I leaned down into her space, avoiding the arms she tossed in the air in time to the music. “Turn down the music!”


She laughed. “Devlin, it’s a Friday night. What do y’all expect?”


I’d expected the tomb-like quiet of a backwoods town whose residents were in bed by eight while I licked my wounds. I’d expected my wife to remain faithful. Hell, I’d expected my entire life to turn out differently.


“Not everyone likes a party,” I said, sounding like an old man who’d kick kids off his lawn. “Turn it down, or I’ll call the cops.”

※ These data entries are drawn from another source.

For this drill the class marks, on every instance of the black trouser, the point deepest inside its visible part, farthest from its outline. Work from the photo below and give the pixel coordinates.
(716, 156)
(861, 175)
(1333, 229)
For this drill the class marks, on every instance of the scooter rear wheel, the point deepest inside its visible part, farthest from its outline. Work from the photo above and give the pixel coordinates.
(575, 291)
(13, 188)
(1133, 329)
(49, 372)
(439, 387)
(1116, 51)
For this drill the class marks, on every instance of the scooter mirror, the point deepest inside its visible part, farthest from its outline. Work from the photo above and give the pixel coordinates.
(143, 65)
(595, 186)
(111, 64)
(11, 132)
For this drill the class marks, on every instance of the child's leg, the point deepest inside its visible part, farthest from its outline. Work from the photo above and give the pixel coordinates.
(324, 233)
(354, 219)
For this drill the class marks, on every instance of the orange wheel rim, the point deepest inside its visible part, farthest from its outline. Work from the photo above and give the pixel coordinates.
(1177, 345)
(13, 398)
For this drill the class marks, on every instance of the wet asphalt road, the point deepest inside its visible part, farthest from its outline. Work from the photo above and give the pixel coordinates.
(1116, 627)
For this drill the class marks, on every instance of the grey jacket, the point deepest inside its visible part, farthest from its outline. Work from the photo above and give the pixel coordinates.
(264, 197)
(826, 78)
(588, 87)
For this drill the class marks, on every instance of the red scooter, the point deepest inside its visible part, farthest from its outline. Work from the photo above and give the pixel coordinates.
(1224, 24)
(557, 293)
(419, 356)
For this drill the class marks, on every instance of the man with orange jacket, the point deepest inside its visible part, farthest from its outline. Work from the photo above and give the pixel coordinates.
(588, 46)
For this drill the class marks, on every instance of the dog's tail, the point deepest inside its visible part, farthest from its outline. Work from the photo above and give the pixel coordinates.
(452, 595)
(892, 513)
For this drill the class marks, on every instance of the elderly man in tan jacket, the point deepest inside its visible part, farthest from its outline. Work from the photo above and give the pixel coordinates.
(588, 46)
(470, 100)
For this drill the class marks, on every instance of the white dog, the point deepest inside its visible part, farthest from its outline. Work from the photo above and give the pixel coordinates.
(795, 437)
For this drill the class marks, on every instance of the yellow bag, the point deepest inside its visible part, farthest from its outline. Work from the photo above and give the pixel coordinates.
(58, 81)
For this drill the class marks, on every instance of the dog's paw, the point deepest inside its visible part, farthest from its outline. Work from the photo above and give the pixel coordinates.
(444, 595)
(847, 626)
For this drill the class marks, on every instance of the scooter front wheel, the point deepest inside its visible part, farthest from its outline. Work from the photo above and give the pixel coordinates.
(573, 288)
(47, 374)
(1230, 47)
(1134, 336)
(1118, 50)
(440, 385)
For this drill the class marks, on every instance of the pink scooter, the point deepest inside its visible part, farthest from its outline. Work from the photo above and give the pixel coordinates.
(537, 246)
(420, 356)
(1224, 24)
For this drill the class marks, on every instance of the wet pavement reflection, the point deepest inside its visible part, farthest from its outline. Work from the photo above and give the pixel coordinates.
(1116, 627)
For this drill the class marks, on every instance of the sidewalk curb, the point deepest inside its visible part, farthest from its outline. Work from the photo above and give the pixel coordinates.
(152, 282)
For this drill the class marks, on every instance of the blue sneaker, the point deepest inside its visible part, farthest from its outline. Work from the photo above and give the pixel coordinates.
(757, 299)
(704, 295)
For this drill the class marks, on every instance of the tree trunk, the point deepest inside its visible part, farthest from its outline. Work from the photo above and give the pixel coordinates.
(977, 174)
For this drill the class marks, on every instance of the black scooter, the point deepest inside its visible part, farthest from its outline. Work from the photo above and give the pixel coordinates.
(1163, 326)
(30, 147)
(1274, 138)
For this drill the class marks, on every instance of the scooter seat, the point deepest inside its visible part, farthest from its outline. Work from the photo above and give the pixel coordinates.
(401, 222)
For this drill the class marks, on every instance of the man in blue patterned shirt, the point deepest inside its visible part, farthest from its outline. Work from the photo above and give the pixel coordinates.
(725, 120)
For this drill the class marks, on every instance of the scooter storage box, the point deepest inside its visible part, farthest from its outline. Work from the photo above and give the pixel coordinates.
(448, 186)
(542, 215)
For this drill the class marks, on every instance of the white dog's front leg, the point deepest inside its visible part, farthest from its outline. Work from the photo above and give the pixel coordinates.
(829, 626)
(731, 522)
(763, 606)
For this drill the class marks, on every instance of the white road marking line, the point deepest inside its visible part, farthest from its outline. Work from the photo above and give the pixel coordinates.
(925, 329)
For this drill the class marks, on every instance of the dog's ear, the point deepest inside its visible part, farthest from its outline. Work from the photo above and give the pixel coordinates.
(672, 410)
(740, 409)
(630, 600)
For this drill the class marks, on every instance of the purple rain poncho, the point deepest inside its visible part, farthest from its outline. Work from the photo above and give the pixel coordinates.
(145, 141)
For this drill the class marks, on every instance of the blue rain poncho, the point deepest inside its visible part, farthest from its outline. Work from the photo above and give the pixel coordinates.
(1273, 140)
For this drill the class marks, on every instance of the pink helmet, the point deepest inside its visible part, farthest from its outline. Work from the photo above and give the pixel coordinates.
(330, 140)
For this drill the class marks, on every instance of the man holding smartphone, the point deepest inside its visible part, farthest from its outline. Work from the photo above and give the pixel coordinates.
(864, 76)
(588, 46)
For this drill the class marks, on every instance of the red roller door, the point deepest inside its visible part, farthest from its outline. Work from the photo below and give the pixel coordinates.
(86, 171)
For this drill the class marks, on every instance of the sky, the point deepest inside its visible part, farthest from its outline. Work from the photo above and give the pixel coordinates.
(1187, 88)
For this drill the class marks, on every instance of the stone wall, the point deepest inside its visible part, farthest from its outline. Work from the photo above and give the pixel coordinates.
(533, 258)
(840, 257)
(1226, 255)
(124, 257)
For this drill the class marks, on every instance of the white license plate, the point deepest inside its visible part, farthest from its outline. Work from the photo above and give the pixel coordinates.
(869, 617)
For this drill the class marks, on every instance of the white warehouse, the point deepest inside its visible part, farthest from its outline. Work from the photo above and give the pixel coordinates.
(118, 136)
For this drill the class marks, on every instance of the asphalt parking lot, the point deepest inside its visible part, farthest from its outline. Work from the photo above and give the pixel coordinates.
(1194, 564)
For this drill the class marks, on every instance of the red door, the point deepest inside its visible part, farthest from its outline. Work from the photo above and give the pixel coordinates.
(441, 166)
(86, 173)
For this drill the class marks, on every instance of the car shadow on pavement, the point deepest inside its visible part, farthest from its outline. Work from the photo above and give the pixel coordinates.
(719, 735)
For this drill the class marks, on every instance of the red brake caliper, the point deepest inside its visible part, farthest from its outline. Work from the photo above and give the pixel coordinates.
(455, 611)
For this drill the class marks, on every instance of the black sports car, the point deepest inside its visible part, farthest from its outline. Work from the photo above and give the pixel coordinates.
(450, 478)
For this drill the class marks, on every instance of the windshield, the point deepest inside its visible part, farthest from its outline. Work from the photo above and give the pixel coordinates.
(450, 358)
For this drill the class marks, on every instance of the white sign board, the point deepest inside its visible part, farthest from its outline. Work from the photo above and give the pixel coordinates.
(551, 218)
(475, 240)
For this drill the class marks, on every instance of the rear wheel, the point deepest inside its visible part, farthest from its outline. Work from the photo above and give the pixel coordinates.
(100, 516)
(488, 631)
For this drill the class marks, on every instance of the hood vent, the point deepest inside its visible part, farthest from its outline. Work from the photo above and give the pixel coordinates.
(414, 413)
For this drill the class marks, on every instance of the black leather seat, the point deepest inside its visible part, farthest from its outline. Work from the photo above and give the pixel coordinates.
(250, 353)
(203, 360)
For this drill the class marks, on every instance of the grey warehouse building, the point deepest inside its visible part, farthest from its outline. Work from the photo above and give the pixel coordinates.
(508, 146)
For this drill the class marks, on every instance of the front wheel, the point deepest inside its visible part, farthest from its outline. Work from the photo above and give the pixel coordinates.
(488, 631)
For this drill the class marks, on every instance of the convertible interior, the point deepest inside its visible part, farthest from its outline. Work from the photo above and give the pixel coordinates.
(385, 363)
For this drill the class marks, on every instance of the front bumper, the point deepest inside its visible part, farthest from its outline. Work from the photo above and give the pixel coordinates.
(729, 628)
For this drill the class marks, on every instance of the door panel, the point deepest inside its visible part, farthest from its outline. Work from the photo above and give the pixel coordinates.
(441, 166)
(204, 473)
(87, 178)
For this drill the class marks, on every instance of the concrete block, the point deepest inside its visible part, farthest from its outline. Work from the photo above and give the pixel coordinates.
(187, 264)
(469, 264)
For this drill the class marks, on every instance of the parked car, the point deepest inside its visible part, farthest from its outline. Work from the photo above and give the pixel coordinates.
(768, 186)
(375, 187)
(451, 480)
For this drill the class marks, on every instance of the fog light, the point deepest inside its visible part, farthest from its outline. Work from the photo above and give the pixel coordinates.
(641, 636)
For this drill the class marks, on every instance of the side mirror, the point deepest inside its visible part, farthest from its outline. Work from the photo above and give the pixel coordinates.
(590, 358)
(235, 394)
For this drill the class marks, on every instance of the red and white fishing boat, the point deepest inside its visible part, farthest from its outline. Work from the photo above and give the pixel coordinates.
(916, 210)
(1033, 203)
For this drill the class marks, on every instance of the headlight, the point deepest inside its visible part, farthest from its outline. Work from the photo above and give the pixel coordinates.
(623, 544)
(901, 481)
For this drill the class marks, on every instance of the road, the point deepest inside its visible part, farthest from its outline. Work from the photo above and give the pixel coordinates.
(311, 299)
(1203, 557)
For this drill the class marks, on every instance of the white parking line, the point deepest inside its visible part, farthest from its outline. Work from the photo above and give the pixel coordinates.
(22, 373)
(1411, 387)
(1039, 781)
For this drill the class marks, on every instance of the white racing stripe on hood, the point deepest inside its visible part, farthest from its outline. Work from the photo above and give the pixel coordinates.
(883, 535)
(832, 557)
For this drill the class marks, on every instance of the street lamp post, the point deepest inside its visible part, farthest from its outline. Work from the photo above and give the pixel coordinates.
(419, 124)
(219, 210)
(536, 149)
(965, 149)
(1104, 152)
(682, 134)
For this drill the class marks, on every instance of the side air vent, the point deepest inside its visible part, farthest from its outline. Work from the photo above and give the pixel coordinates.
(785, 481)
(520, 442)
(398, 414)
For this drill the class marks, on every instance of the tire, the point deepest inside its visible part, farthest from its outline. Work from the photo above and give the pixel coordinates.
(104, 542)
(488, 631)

“Well, excuuuuuuuse me. I didn’t realize that fun was illegal where you’re from,” Scarlett snipped.


“Causing a disturbance is illegal where everyone is from, and you’re disturbing me.”


“Well, bless your heart. Maybe y’all need to lighten up?” Scarlett suggested, batting her eye lashes with false sympathy.


I wasn’t sure of anything right now except for the fact that it had been a mistake to come here. Bootleg Springs was not a place to hide and heal.


“Just turn it down,” I muttered. I turned around and headed for the sanctity of the woods.


“Real nice meetin’ you,” she called after me. One more thing to be sure of. Scarlett Bodine was lying.